# Briggs OHV Smoking @ start up



## Spit (Nov 3, 2006)

I picked up an an older Toro Super Recycler with a Brigss OHV 6.5 HP engine model & type of 123602-01310-E1. It hadn't been started for several years.

I changed the oil, cleaned the carb sharpened the blade, gapped the plug etc. and got it going. It starts on the 2nd pull...seems to have good compression (up to 90 lbs after 3 pulls) 

I ran it for 30 minutes or so, cutting my lawn and it ran great...but I noticed when I shut it off that there seemed to be fresh/clean oil on the front of the deck just below the head/OHV cover. I cleaned it up and looked for a source of the leaking and didn't see or feel anything...when I started it up a couple of days later. I got quite a bit of white smoke for 20 - 30 seconds or so and then it cleared up. when I started it an hour after that I didn't have any smoke 

Could the valves be out of adjustment? the oil has to be getting past something to get into the cylinder..The valves, valve seals or the rings? I would think that with the compression being good the rings are okay. 

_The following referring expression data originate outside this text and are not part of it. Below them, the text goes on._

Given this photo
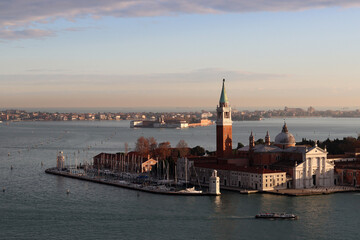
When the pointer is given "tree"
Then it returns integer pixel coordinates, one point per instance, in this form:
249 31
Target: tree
164 150
142 146
182 148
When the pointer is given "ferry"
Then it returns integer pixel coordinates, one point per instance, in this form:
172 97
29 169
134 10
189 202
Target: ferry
276 216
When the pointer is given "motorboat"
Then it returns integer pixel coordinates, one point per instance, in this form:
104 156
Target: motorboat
276 216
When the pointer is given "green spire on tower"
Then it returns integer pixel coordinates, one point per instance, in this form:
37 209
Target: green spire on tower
223 97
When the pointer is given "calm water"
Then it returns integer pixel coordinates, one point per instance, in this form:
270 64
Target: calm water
35 205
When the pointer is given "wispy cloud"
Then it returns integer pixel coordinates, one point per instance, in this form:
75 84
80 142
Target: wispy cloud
24 34
17 14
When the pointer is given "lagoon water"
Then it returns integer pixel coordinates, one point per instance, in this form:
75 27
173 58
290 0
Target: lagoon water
35 205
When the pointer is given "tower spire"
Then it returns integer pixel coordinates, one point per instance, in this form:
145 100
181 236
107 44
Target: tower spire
223 97
267 138
223 126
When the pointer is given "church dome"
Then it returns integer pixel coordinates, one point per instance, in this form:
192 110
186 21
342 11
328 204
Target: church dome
285 138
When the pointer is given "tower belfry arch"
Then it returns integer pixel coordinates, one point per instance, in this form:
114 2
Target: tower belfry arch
223 126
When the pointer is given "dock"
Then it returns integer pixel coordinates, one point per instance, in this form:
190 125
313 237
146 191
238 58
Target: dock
313 191
123 184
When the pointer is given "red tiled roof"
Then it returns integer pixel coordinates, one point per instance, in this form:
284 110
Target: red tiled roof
232 167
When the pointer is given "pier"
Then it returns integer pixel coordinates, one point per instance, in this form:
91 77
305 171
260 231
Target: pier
123 184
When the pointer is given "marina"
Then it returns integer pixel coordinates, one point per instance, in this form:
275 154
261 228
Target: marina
149 188
35 202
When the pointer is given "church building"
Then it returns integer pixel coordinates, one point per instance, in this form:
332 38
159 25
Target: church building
269 166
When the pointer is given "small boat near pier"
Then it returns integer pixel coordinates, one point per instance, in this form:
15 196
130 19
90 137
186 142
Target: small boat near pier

I did not remove the OHV cover, I did tighten the 3 bolts that hold it on..and they were not real tight..but not loose either

Anybody have experience with this type of engine and have any ideas?

Spit


----------



## Don L (Jul 14, 2012)

If the mower was tipped over to the side to work underneath chances are oil ran into the muffler.This would cause the symptons you descibed and it should stop soon.If you need to work under the mower remove the spark plug
or at least the plug wire(for safety)and lift the front of the mower.


----------



## Rentahusband (Aug 25, 2008)

Agree with Don. If the unit was tipped so the muffler was twords the ground, then oil can leak into the muffler. I either tip it up or sideways so the muffler/carb are facing up.


----------



## buy*david (Nov 7, 2011)

*hey*

The " fresh/clean oil on the front of the deck just below the head/OHV cover" you mentioned is something I've seen. I found two different causes for this. The first time it was a plate behind the valve cover that had a leaking gasket. It is used between the cylinder head and valve cover and is under the valve springs and used to align the push rods. Once you take the valve cover off you will have to remove the rocker arm studs and springs, then the plate will come off and you can see the gasket. The other leak in that area was a crank case gasket blown out just under the cylinder. 
The smoke on start up is usually a little oil seeping passed the rings after sitting for awhile, but it's hard to be sure.


----------



## Spit (Nov 3, 2006)

Thanks for the info. I thought there must be some leaking somewhere from the head/valves
Spit


----------